Tuesday, May 19, 2009
Highway to Hades
Over the Langada pass to the parched, thorny, and infertile Mani was where Spartans seeking asylum from the cruelty of the tyrant Nabis fled. Isolated by geography they were left alone for centuries to eek out an existance amongst the rocks and thorns. They also held onto their pagan roots for the longest of anywhere in Greece only being taken in by the Orthodoxy at the end of the 9th century. The pride of the maniots is that they were one of very few regions to resist Turkish domination. With the incursion of Cretans and Epirotes in the 17th cetury the region began to take on quite a different flavour.
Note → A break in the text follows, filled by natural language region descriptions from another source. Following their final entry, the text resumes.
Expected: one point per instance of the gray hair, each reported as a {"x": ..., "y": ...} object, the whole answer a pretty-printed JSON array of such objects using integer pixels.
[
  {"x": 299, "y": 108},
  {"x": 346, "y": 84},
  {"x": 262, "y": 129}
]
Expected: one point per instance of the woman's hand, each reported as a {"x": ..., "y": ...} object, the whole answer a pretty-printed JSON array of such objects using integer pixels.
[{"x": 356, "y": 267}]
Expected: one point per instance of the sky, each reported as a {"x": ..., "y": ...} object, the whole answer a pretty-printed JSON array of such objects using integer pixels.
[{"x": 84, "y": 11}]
Arable land was already scarce but the growing population created a good amount of squabbling. This squabbling gave rise to a tribal system and spectacular vendettas between villages, families, and clans. The character of the warring Maniots gave birth to the word mania.
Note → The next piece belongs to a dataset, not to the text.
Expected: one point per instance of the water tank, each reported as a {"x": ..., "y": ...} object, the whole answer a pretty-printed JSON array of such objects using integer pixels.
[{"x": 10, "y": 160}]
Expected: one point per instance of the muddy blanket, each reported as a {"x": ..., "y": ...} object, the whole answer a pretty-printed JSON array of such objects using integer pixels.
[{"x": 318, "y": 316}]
Generations later these maniac vendettas have still left their mark. Tower settlements bristle like porcupine quills at the tops of surrounding hills. Each tower is a family fortress designed to sustain itself when under seige of the neighbours. We wind our way through the Mani's eastern settlements to the end of the road at Kokinoghia where we share a 42 Euro fish (!) and a boat ride to the mouth of Hades which plunges mostly below water and hides under an impossibly rocky cliff to the northwest of treacherous Cape Matapan famous for devouring Greek ships. I still have a very hard time imagining Orpheus making his way to this place to seek out Eurydice. He must have been a very good swimmer.